Paul McCartney: Als sie mit den Handschellen kamen, dachte ich ,Diesmal habe ich’s wirklich versaut, ich habe die Familie und die Band mit hinheingezogen.‘ Weißt du, ich habe mein Leben lang eine Menge angestellt, aber diesmal war es nicht so, als ob ich in der Schule für irgendetwas bestraft wurde.
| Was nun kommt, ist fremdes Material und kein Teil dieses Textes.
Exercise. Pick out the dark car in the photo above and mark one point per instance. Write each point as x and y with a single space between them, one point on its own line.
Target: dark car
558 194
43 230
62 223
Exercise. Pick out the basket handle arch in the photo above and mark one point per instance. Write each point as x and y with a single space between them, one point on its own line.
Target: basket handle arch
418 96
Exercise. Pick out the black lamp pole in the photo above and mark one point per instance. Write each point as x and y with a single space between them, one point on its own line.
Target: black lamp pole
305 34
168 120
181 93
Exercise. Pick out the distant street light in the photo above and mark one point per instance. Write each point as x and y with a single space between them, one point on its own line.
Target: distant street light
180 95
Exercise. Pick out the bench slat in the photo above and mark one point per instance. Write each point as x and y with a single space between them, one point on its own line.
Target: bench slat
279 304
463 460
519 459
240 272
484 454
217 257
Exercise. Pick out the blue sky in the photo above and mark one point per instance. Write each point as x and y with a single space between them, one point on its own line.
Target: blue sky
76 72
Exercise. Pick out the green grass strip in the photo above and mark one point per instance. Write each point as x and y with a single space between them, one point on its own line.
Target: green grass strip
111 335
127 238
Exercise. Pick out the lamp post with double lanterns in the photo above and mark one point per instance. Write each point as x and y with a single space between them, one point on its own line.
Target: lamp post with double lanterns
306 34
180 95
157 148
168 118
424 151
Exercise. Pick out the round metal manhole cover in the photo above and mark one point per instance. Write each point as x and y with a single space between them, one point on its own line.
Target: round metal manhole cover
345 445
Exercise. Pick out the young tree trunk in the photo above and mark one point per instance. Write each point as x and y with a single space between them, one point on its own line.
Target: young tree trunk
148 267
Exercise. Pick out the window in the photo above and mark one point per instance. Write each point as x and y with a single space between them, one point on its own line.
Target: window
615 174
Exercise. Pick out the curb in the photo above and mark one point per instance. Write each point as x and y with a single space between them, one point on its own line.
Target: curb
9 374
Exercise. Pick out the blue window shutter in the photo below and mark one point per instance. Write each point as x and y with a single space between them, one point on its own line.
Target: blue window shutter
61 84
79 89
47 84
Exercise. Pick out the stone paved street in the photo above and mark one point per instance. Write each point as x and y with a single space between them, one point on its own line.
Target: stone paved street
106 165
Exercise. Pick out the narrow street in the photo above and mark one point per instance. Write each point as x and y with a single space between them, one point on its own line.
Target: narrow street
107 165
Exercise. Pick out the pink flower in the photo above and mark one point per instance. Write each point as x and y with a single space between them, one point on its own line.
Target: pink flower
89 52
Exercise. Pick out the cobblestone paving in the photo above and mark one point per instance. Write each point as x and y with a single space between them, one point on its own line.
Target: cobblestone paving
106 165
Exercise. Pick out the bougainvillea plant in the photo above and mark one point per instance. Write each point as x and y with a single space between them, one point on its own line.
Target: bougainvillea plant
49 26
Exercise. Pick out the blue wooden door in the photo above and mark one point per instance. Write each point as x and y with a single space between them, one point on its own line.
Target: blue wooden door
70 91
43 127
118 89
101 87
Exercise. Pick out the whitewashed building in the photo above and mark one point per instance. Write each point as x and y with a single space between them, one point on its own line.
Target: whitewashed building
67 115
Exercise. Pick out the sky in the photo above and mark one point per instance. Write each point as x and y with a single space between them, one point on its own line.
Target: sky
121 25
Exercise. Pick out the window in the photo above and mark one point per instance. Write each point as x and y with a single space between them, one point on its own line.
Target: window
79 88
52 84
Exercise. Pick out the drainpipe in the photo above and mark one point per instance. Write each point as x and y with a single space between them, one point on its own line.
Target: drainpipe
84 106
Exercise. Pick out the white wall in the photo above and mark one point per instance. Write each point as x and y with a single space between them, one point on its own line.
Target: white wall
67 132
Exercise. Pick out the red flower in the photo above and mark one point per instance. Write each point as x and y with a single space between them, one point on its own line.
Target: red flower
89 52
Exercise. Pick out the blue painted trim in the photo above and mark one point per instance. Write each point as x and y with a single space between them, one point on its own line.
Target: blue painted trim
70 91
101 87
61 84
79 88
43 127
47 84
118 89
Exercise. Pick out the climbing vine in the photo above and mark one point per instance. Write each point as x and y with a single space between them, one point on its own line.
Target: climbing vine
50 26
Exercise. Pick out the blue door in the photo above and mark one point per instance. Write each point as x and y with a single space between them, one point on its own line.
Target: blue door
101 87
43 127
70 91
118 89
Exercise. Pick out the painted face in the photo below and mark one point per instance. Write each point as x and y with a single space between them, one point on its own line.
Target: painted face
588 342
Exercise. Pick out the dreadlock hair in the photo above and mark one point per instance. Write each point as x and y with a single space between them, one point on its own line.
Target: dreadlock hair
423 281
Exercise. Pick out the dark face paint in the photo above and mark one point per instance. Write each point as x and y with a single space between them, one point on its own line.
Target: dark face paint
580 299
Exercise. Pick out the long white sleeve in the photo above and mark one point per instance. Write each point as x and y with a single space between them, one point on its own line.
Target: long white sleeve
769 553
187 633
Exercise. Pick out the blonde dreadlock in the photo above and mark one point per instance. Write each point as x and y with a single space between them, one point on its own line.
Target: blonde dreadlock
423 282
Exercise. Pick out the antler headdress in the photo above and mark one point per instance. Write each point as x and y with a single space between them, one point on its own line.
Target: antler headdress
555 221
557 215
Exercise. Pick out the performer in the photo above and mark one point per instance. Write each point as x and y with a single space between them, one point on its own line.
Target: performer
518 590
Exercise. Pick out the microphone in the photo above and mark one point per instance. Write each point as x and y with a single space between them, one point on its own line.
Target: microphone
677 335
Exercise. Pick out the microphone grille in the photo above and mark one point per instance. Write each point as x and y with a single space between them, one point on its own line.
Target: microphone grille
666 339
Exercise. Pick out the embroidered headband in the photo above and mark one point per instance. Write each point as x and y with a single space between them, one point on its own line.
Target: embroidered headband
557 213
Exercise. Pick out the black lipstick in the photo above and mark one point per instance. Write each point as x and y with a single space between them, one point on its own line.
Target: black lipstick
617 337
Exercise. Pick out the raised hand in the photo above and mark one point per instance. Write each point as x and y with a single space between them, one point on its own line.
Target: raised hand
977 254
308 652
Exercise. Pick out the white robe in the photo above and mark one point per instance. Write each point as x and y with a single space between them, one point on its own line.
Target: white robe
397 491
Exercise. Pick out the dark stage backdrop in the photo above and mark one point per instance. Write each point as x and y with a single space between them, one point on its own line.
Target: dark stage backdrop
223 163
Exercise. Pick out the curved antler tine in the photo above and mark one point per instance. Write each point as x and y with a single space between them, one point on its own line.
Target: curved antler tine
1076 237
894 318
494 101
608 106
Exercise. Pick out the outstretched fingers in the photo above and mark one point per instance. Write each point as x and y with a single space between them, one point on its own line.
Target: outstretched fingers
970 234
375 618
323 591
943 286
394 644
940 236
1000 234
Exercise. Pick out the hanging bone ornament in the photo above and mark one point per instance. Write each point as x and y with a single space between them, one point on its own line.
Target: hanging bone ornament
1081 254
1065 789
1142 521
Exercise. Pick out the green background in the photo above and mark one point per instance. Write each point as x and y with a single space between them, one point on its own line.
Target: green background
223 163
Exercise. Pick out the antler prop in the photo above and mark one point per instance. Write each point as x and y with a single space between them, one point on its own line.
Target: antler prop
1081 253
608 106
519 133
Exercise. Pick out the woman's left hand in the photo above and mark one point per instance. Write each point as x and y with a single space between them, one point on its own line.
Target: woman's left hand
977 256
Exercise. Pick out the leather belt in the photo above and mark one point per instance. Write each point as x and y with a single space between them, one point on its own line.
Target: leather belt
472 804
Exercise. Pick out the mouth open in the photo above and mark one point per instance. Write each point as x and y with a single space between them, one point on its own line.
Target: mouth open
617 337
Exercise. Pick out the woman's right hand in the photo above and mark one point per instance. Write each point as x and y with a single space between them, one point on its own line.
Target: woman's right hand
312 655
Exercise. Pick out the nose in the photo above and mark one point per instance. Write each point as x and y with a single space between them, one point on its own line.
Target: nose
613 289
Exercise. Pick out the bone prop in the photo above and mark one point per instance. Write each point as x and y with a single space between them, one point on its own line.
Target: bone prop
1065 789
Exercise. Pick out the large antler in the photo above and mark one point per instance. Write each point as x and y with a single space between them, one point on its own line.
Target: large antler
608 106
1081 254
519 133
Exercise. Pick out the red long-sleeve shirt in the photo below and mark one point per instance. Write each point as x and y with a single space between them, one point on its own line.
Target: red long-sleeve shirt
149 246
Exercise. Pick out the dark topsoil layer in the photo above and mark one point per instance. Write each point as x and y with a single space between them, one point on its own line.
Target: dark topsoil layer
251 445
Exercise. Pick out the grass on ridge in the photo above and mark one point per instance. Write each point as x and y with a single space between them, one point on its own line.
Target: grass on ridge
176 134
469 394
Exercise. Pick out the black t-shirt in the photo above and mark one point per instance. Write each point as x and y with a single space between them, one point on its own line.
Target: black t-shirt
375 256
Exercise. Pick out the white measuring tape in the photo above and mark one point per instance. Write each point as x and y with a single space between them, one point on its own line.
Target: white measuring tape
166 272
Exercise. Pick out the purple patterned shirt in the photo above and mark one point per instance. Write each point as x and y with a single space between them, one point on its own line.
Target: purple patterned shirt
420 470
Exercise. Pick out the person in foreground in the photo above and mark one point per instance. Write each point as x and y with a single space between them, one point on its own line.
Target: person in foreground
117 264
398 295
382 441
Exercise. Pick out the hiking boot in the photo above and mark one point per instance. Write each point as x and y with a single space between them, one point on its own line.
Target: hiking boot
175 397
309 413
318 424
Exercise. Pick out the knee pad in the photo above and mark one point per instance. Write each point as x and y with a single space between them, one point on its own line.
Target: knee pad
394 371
Alles, was mir im Kopf herumging, war: ,Wie kommst du aus der Sache heraus? Die ersten drei oder vier Tage waren beängstigend, weil keiner gern im Knast sitzt. Aber nach einer Weile bemerkte ich, daß jeder Sinn für Humor besaß. Das japanische Gericht ist für uns zunächst unergründlich. Als die Leute aber anfingen zu lächeln und mit mir zu reden, habe ich meinen Humor wiedergefunden und konnte mit den anderen Häftlingen zusammen lachen. Wir haben uns wirklich angefreundet. Es gab tatsächlich Tränen, als ich ging. Musik Express: Das hört sich an, als ob Ihr im Gefängnis gefeiert habt. Ich hörte, Du hast mit ihnen „Yesterday“ gesungen.
Paul McCartney : Ich habe alles gesungen! Und sie sangen „Enka“, einen japanischen Blues, danach sang ich „English Enka“. Es gab schon einige gute Momente dabei und einiges Gelächter. Jetzt erinnere ich mich nur noch daran, den Rest versuche ich zu vergessen. Musik Express: War es nicht ziemlich unverantwortlich, den Stoff mitzunehmen, zumal man Dir früher schonmal aus ähnlichen Gründen ein Visum verweigert hat?
Paul McCartney: Ja, ich weiß! Es war sehr dumm und ich gebe das auch zu. Aber ich bin eben so! Ich mache von Zeit zu Zeit solche verrückten Dinge, fast wie ein Schuljunge. Jeder, der einige Zei mit mir verbringt, wird dir bestätigen, daß ich manchmal so dumm und albern bin. Aber irgendwie ist es das, was mich in Gang hält. Ich bin eben nicht vernünftig. Siehst du, diese Japan-Sache war keine Arroganz meinerseits, es war reine Dummheit, und dazu bekenne ich mich auch. Es hatte definitiv nichts damit zu tun, was die meisten Leute meinten nämlich, daß ich es bewußt gemacht habe, nur weil ich Paul McCartney bin.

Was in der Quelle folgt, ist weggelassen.